A 4” Ruger Speed Six.
A 2.75” Ruger Speed Six.
Several 3” and 4” GP100 revolvers, and, if I choose, there is a 6” GP100, too.
Several 2.25” and 3” SP101 revolvers.
I am generally against the idea of a “rotation” of dissimilar weapons, at least for the role of “primary” carry gun. I want to be able to draw a weapon, which has a grip that adequately fills my hand, in a consistent way, and which has a trigger reach that results in in a very familiar interface with that all-important control surface. Yes, the SP101 has a shorter reach, but nature blessed me, with the ability to stroke the SP101 trigger, in a natural way, without having to consciously adjust anything. My index finger lands on the trigger face in a different way, but the pull remains “natural,” with no conscious change required.
I will, on rare occasions, carry a Seecamp LWS-32 pistol, for a very specific circumstance. The trigger pivot point is nicely far-forward, and it is a long-stroke DA pull, so this little weapon shoots much like a medium-frame DA revolver, including its “pointing” characteristics, which is important, as there are no sights.

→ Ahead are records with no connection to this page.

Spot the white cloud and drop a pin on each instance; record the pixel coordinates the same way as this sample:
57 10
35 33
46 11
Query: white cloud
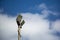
35 27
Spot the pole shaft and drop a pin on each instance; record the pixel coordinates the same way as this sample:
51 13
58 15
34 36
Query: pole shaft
18 33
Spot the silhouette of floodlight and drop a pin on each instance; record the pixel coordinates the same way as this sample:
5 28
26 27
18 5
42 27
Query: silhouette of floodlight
20 23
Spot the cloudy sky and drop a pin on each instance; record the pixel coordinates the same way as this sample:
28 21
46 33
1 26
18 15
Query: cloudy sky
42 19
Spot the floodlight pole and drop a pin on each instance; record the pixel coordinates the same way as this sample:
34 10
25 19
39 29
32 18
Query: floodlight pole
20 23
19 35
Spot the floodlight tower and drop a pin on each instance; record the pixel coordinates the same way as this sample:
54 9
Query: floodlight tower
20 23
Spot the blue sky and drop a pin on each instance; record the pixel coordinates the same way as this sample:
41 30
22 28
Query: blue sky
13 7
39 15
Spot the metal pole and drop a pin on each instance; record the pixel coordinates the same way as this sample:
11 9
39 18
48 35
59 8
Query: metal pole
19 36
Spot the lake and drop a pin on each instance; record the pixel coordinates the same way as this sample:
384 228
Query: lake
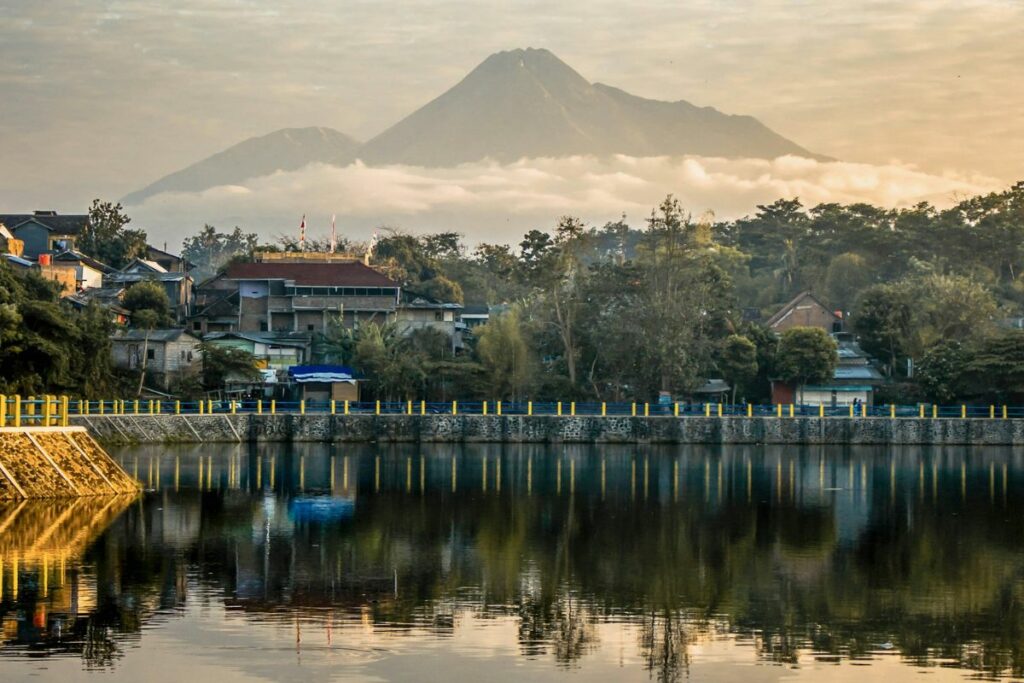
520 562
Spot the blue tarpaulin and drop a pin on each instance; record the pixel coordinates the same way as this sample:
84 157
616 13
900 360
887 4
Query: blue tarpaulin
328 374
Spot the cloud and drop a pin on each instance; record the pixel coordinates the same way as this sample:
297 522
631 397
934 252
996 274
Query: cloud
489 202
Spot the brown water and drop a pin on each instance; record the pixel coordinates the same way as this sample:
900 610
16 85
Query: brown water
318 563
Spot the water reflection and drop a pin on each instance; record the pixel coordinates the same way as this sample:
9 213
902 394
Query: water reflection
596 558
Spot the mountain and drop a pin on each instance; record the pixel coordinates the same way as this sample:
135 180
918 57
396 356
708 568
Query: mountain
515 104
530 103
285 150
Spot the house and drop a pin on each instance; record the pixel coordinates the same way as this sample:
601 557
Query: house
167 354
271 350
322 383
420 312
177 285
45 231
855 379
475 314
9 244
168 261
75 267
806 310
283 296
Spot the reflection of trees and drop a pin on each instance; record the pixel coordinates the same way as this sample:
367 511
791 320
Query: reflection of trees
937 579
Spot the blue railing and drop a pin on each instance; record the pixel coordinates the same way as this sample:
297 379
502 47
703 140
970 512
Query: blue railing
493 408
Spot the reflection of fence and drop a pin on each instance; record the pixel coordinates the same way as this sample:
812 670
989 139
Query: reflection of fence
34 411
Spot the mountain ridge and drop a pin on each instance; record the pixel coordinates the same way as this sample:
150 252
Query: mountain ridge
514 104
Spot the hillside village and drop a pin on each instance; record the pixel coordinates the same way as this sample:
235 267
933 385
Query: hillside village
391 321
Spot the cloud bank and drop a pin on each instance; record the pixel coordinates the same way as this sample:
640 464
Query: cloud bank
489 202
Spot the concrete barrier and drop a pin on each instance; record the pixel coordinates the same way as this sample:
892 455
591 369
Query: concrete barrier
550 429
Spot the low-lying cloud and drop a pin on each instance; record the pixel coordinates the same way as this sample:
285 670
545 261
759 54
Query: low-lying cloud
489 202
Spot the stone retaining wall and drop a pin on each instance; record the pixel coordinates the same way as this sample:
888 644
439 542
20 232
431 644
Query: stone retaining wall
550 429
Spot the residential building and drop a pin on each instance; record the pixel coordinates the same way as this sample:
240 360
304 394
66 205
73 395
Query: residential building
75 267
167 354
855 379
303 297
271 350
177 285
9 244
806 310
45 231
420 312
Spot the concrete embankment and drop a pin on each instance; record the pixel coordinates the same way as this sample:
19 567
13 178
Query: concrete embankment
550 429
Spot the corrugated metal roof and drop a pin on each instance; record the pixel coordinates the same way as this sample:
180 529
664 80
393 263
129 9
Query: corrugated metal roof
313 274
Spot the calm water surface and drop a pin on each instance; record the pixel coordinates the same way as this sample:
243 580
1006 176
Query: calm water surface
317 563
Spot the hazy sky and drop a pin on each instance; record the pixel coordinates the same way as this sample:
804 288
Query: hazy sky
99 98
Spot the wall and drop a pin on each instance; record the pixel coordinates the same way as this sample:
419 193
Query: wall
542 429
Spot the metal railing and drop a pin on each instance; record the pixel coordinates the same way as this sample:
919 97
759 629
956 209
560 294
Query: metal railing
54 411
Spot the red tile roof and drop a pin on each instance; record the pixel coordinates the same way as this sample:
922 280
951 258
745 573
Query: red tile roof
313 274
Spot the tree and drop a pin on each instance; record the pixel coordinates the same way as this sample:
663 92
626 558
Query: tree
221 364
506 356
107 238
210 250
738 361
940 371
884 319
147 296
806 355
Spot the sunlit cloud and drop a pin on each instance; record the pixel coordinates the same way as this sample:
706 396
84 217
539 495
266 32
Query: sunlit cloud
498 203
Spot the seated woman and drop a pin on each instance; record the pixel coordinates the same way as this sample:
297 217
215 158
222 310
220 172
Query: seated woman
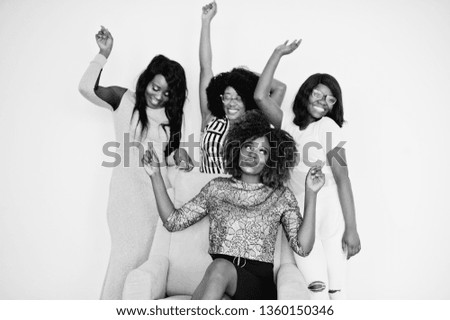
245 210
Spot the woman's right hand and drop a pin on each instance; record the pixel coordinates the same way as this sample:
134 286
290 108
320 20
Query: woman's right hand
286 48
182 160
315 179
151 163
104 41
209 11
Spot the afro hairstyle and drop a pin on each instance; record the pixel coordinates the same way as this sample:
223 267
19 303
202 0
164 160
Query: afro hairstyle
241 80
282 155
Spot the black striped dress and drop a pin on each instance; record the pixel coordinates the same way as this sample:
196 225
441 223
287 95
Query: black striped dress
212 146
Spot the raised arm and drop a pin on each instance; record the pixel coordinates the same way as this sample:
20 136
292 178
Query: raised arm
302 238
174 219
269 101
205 54
108 97
152 167
350 239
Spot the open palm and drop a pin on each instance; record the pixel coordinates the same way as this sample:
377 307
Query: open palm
286 48
315 179
104 39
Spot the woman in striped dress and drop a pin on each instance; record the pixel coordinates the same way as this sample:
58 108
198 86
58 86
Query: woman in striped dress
223 98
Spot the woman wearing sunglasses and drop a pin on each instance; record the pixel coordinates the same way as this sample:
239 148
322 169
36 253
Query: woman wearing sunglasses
316 128
224 98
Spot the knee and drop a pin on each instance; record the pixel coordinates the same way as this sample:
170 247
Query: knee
317 286
218 269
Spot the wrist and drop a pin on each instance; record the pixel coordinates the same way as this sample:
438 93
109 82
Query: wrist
350 228
105 53
310 194
156 176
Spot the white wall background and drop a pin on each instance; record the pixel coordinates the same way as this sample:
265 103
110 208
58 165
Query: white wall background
390 57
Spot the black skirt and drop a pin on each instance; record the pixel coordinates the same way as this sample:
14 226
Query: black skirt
254 278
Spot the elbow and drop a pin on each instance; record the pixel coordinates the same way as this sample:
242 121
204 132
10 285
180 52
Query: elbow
280 87
259 98
84 89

Again, this has been about the “primary” carry gun. My second gun, if I carry one, is usually one of this same group. Then, there are supplemental firearms, which can be rifles, shotguns, and/or handguns. This is where I might deviate, further into other auto-loaders, or different revolvers, which will probably be positioned for lefty access. I am left-handed, but right-armed. I chose to carry at 0300, in 1983. 33+ years of big-city LEO-ing reinforced reaching for 0300, during emergencies. My right hand has become gimpy, however, so I do not always trust it to be stable enough for auto-loading reliability; that is part of the reason I retired. Therefore, the revolver-as-primary, now, in retirement. (Yes, this does mean that my “back-up” handgun might be larger than my “primary” handgun. My former-duty Glock G17 might “back-up” a 2” snub-gun.